100 percent of all African-Americans, LatinX, LGBTQ+ etc. do not all vote Democrat. Yet the party and leftist seem to act as if not only they should, but that they’re un-American if some of them choose not do.  In the minds of progressives, they view your racial or sexual identity as part and parcel with your political one. That this has never been true with female voters is just another sign of their blindness: in the minds of progressive and leftists women who vote for Republicans just aren’t real women.  They are traitors to their gender or their race or anything else. To leftists, it is binary: you can not be one thing and not the other. That is the same close-minded attitude that Republicans and conservatives seem to hold is a blindness that they refuse to see.

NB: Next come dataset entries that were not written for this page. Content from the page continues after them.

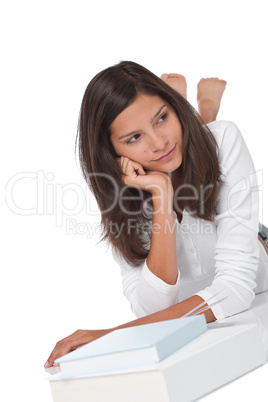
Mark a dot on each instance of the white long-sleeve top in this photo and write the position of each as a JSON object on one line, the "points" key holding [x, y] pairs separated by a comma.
{"points": [[222, 261]]}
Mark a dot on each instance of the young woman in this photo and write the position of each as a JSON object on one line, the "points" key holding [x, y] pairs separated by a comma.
{"points": [[178, 197]]}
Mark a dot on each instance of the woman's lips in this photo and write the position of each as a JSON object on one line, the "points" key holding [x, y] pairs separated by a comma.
{"points": [[167, 155]]}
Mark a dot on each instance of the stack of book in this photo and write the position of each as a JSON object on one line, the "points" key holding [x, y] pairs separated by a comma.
{"points": [[174, 360]]}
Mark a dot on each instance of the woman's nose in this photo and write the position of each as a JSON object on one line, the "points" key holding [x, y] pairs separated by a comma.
{"points": [[158, 142]]}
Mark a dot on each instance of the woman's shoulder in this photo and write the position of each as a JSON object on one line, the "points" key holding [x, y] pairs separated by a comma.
{"points": [[224, 130], [227, 135]]}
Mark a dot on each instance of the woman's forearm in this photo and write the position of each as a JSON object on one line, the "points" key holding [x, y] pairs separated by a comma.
{"points": [[175, 311], [162, 258]]}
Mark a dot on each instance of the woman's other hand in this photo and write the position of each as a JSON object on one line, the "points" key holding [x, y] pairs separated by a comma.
{"points": [[72, 342]]}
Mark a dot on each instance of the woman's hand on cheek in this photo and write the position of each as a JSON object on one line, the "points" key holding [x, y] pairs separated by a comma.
{"points": [[72, 342], [134, 175]]}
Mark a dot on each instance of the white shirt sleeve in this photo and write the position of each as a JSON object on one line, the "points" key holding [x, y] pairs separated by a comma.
{"points": [[237, 218], [145, 291]]}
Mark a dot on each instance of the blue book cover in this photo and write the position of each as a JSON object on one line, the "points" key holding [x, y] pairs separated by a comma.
{"points": [[134, 346]]}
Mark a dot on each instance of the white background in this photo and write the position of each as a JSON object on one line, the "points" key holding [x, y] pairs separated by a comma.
{"points": [[56, 279]]}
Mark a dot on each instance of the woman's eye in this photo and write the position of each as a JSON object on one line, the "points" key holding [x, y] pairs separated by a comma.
{"points": [[133, 139], [163, 117]]}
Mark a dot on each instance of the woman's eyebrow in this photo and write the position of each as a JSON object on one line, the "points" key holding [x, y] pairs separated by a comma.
{"points": [[151, 121]]}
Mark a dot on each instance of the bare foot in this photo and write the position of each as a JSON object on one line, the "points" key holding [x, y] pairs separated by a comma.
{"points": [[209, 94], [177, 82]]}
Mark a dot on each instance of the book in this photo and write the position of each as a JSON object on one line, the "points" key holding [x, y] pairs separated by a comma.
{"points": [[133, 346], [220, 355]]}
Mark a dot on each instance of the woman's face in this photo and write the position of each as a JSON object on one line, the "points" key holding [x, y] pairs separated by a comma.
{"points": [[149, 132]]}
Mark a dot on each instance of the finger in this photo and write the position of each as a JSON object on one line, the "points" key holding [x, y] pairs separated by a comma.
{"points": [[65, 346], [130, 166]]}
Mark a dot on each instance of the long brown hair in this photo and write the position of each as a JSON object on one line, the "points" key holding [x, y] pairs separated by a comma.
{"points": [[106, 96]]}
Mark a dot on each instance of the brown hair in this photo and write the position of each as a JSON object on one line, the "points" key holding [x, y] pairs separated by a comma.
{"points": [[106, 96]]}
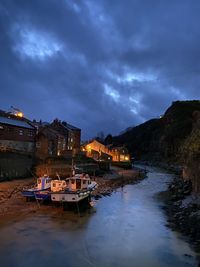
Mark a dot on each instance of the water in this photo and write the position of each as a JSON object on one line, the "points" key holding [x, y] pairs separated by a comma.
{"points": [[127, 229]]}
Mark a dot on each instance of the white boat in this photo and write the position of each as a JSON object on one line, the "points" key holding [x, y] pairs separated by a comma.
{"points": [[78, 188], [56, 186], [43, 183]]}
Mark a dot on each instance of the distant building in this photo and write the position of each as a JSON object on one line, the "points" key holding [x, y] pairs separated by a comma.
{"points": [[49, 143], [16, 133], [72, 136], [57, 139], [99, 151]]}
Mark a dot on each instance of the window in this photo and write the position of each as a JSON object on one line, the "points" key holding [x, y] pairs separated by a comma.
{"points": [[38, 144], [30, 133]]}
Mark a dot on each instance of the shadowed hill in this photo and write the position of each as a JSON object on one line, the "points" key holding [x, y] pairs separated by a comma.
{"points": [[164, 138]]}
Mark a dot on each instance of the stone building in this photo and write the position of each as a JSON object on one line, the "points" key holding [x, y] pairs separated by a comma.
{"points": [[16, 134], [99, 151], [58, 139]]}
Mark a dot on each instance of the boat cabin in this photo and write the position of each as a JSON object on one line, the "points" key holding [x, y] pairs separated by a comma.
{"points": [[43, 183], [78, 182], [58, 185]]}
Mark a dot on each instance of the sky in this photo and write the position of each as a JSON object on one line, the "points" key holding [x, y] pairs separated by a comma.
{"points": [[101, 65]]}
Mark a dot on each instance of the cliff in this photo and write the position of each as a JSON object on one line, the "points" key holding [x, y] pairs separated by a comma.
{"points": [[173, 138]]}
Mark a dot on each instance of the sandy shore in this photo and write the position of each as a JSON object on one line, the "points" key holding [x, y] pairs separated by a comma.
{"points": [[13, 203]]}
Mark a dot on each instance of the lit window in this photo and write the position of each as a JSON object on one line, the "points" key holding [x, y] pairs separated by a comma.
{"points": [[38, 144]]}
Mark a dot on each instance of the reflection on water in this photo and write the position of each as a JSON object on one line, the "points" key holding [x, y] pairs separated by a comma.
{"points": [[127, 229]]}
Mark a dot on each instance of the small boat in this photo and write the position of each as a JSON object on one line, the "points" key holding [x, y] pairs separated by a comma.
{"points": [[56, 186], [43, 184], [78, 188]]}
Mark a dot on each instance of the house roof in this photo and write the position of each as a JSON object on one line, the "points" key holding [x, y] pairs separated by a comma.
{"points": [[15, 122], [50, 133], [69, 126]]}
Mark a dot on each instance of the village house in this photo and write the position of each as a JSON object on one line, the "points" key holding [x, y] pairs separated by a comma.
{"points": [[57, 139], [49, 143], [99, 151], [16, 133]]}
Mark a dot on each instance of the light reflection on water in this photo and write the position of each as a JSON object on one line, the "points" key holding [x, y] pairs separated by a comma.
{"points": [[127, 229]]}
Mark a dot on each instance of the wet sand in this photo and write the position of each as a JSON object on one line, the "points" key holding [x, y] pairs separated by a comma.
{"points": [[13, 203]]}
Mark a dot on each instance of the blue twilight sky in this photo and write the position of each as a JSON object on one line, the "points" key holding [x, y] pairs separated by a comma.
{"points": [[101, 65]]}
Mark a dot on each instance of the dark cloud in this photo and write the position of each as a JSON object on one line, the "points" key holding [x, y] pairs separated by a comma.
{"points": [[101, 65]]}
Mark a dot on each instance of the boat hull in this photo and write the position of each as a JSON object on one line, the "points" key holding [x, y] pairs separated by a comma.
{"points": [[69, 197], [43, 196], [30, 193]]}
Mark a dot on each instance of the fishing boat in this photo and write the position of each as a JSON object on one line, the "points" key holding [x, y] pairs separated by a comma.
{"points": [[43, 184], [56, 186], [78, 188]]}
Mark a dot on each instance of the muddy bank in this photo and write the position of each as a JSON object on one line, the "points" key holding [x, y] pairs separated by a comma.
{"points": [[119, 178], [183, 210], [13, 203]]}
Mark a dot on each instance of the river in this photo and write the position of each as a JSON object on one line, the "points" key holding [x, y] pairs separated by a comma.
{"points": [[126, 229]]}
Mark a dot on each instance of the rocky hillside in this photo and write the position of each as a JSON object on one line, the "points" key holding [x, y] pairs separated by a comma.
{"points": [[173, 138]]}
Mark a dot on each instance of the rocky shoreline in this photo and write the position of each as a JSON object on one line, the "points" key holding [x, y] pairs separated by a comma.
{"points": [[13, 203], [183, 210]]}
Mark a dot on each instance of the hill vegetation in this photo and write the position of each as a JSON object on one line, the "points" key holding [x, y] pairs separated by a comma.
{"points": [[173, 138]]}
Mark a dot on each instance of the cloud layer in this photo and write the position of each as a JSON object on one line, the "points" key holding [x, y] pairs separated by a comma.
{"points": [[100, 65]]}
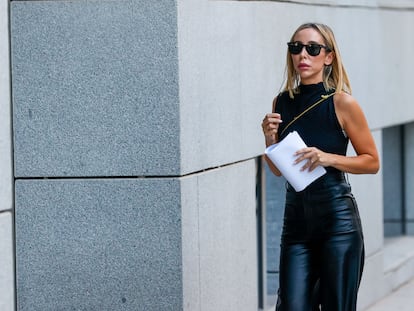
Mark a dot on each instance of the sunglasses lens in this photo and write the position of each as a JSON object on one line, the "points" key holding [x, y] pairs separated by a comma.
{"points": [[313, 49]]}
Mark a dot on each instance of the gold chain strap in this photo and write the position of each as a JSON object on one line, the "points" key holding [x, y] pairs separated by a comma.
{"points": [[306, 110]]}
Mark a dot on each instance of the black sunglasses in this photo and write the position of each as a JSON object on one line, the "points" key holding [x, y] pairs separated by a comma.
{"points": [[313, 49]]}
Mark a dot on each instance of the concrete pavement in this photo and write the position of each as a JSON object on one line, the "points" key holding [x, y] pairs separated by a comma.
{"points": [[400, 300]]}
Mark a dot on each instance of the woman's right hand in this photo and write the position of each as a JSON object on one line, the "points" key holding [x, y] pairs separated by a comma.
{"points": [[270, 126]]}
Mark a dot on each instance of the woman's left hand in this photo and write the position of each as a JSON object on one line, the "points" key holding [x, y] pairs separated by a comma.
{"points": [[314, 157]]}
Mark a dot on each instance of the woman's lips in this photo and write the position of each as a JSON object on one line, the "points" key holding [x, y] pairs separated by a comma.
{"points": [[303, 66]]}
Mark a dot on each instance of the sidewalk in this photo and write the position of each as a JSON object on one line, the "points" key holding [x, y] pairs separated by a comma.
{"points": [[400, 300]]}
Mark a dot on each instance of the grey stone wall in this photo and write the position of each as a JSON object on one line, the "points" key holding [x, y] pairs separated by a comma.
{"points": [[6, 169], [95, 88]]}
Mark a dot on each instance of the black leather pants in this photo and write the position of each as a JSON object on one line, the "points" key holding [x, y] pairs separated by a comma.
{"points": [[322, 248]]}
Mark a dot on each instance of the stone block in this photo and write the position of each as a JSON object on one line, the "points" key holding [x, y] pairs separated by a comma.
{"points": [[99, 244], [227, 238], [95, 88], [6, 263], [6, 179]]}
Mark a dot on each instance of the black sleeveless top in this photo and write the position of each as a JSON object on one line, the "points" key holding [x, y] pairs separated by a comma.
{"points": [[319, 127]]}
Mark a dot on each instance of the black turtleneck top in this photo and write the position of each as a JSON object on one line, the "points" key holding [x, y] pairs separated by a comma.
{"points": [[319, 127]]}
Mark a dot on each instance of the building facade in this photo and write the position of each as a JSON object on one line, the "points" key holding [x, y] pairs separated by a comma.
{"points": [[130, 149]]}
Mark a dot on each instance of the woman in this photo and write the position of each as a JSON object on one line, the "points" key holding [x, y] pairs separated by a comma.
{"points": [[322, 241]]}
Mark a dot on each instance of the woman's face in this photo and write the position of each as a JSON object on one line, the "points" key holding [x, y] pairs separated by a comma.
{"points": [[310, 68]]}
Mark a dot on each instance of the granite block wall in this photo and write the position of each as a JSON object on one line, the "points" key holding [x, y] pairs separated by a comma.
{"points": [[100, 244], [7, 294], [95, 88], [6, 169]]}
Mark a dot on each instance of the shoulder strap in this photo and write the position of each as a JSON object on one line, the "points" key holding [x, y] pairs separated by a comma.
{"points": [[306, 110]]}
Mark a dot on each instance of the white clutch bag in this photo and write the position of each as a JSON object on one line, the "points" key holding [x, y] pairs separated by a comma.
{"points": [[282, 155]]}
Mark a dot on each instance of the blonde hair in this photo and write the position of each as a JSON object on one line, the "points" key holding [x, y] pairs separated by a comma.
{"points": [[334, 75]]}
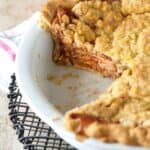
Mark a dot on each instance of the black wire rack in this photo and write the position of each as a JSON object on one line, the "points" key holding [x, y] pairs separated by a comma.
{"points": [[32, 132]]}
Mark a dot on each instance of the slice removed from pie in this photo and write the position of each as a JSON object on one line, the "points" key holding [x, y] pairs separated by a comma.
{"points": [[83, 32], [121, 115]]}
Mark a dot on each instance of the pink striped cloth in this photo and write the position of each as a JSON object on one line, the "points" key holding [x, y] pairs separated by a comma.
{"points": [[9, 41]]}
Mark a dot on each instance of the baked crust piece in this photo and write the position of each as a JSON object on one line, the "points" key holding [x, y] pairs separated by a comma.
{"points": [[83, 33], [135, 6], [111, 37], [121, 115]]}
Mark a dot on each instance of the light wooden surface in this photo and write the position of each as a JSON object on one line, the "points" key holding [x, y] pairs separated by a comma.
{"points": [[12, 12]]}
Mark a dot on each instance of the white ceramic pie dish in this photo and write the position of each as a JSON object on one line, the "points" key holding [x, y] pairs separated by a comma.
{"points": [[33, 64]]}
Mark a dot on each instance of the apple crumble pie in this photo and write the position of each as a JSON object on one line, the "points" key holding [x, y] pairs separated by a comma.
{"points": [[111, 37]]}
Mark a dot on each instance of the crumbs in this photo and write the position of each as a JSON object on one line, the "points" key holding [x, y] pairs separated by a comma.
{"points": [[59, 79], [55, 79]]}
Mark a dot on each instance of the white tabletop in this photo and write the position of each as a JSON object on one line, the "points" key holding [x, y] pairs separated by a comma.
{"points": [[12, 12]]}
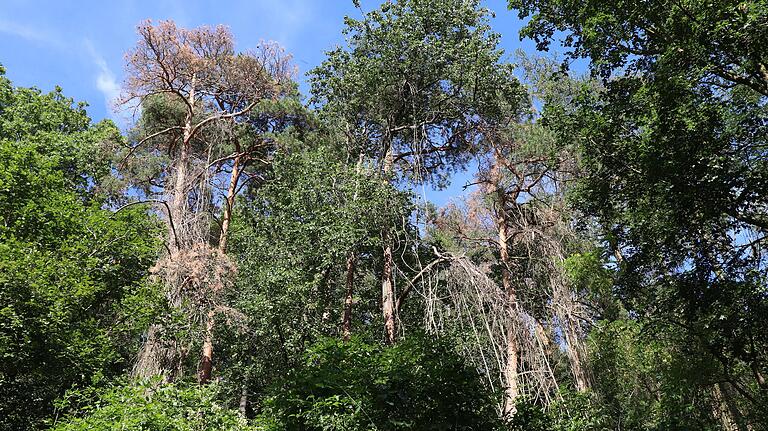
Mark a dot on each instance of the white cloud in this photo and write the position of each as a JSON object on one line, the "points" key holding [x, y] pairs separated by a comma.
{"points": [[107, 84], [30, 33]]}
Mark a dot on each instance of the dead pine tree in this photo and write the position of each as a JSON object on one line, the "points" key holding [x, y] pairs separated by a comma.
{"points": [[197, 98]]}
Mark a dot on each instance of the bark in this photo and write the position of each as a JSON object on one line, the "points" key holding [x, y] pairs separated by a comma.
{"points": [[388, 292], [346, 324], [229, 203], [387, 281], [576, 357], [179, 199], [243, 408], [511, 373], [206, 362]]}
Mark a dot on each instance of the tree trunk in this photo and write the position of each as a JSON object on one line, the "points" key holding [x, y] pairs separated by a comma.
{"points": [[346, 324], [206, 360], [576, 356], [178, 203], [388, 292], [229, 203], [387, 280], [244, 398], [511, 374]]}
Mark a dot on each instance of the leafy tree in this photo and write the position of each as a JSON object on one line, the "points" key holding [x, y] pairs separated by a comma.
{"points": [[291, 240], [420, 383], [152, 406], [409, 89], [70, 271], [206, 129], [675, 172]]}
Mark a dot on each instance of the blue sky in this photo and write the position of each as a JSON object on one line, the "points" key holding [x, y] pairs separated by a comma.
{"points": [[79, 44]]}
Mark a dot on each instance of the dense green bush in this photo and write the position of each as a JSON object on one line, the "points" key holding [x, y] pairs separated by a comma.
{"points": [[154, 406], [418, 384]]}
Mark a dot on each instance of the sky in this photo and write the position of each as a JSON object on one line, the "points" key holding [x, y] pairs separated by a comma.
{"points": [[79, 44]]}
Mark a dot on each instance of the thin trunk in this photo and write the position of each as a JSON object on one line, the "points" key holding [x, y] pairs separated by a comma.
{"points": [[229, 203], [206, 362], [722, 410], [511, 373], [179, 198], [576, 356], [346, 324], [387, 280], [388, 292], [244, 398]]}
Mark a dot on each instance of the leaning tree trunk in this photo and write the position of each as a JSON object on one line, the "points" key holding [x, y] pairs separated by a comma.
{"points": [[387, 278], [511, 373], [346, 324], [206, 360]]}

This actually brings me to the other statement Skinner brings up when he talks about gun-control people joining the NRA. In a very real sense, he is suggesting that if you can’t beat them, join them. He is arguing that by working within a group you can create change in a way you just can’t from without.  But this too is something progressives are not interested in doing at all. When AOC says that she is not interested in working across the aisle, she speaks for all-too many progressives and Democrats.  Progressives will frequently speak to polling that says there is a healthy percentage of Republicans who agree with ideas like gun control, taxing the wealthy, abortion, and yes protecting the LGBTQ+ community. But as far as their concerned, they wouldn’t dream of trying to find a way to reach out to those people. As far as they’re concerned, the best thing that they can do for America is change who they vote for.  Otherwise, why should they help anyone who is lives in a red state or votes Republican even if its in the interest of the greater good?

Hell, if leftists really feel this way about the Republican party, why don’t AOC, the rest of the Squad and let’s say eighteen other Democrats join the Freedom Caucus? Right now, they have twenty-one members. Bring twenty-five call a vote. Resolved: The Freedom Caucus shall be abolished.  It’s as realistic a solution as Sorkin has Skinner propose. But of course, who wants to even experiment as being a Republican these days?